Kim: And I think that's a big thing, and that's maybe another thing that would be really nice if people came away from this podcast to understanding is that if the dog wants your attention they'll tell you.

Laura: And even if the dog comes up and says yes you can pet me, it doesn't mean pet him for 20 minutes while you sit there and talk to the person, because a lot of dogs feel pressured once they're in that position. They feel pressured to stay there until you take your hand off of them, and although it might be fine for the first 10 or 15 seconds, after that they start to go “OK please stop touching me”.

Kim: Because you're a stranger. And maybe the dog was comfortable for the first few seconds and then decides OK this is too close I'm in too close proximity with you to you I feel like I can't get away because even if it's just social pressure or it's just internal pressure that the dog feels, they feel they can't walk away.

Laura: It's like a handshake that goes on for a little too long, right?
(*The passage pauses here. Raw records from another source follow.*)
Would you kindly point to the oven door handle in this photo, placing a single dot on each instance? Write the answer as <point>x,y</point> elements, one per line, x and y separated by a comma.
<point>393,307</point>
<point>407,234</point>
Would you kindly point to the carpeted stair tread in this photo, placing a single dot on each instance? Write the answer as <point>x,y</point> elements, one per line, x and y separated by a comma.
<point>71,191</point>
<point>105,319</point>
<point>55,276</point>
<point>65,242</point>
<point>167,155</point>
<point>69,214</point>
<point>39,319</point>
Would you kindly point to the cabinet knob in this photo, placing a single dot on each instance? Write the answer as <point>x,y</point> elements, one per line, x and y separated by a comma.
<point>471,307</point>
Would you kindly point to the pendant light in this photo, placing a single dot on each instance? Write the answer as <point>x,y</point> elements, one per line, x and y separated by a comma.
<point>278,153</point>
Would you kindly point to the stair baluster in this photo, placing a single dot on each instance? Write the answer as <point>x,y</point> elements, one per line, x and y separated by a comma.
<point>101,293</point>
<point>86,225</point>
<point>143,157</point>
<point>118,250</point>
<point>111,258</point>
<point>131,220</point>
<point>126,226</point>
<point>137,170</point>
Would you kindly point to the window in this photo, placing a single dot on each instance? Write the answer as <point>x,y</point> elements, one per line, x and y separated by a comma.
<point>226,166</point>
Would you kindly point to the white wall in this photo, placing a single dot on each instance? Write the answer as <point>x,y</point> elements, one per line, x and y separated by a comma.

You know you give somebody a handshake and they just don't let go of your hand. The handshake stops but they're still holding on your hand and you start wishing you could pull away but social pressure is keeping your hand there.

Kim:   Yeah, so no more “is your dog friendly?”. Bad question; bad bad question. Not a good question. You know if you're going to ask someone if you can say hello to their dog ask them that way and then take the time to ask the dog first, as Laura said. And then watch the dogs for their acceptance or rejection of this situation. Sometimes a dog can look like he's really excited to say hello to your dog and dogs will, my own observation is that dogs will kind of turn into the whirling dervish sometimes to gain some distance. You know when they're really super super active it actually creates a bit of a barrier. They don't want you moving in on them so they start to be really active. So just take the time to first of all understand that it's not as simple as are you friendly or are you not friendly. It's situational, it depends on the relationship, depends on their level of comfort with somebody who they sort of know or don't know at all, or that kind of thing. And then take the time to actually look at the dog and evaluate, is the dog also agreeing with the owner here? Do they feel that they want to be friendly in this circumstance?

Laura: Yeah. Pet the dog for a couple of seconds and take your hand off and see what the dog does. If the dog stays there and goes “hey”, and nudges your hand or whatever, and goes “that was fun keep doing that”, then you pet them for a few more seconds and then stop and see what the dog wants to do. Because if you pet a dog and then you stop petting the dog, or the dog walks away from you and shakes it off, it means that that interaction went on for too long and they're done.

Kim: Well even if they just walk away and if they don't shake it off it just means they're done they were maybe OK with what happened there, but they aren't asking to continue with this interaction. And you know what? That's OK, that's OK. And in fact that doesn't mean they're not friendly, it means, just like us, they have varying tolerances for things and that they want to be able to be given a choice. Right?

Laura: Yes

Kim: Alright. So I told you as soon as we started talking about it you'd know what to say.

Laura: I thought of a few things.

Kim: Yeah. Alright, so this is Kim Rinehardt with Ain’t Misbehavin’ K9

Laura: And Laura Bourhenne from Animal Attraction Unlimited. Thank you for joining us.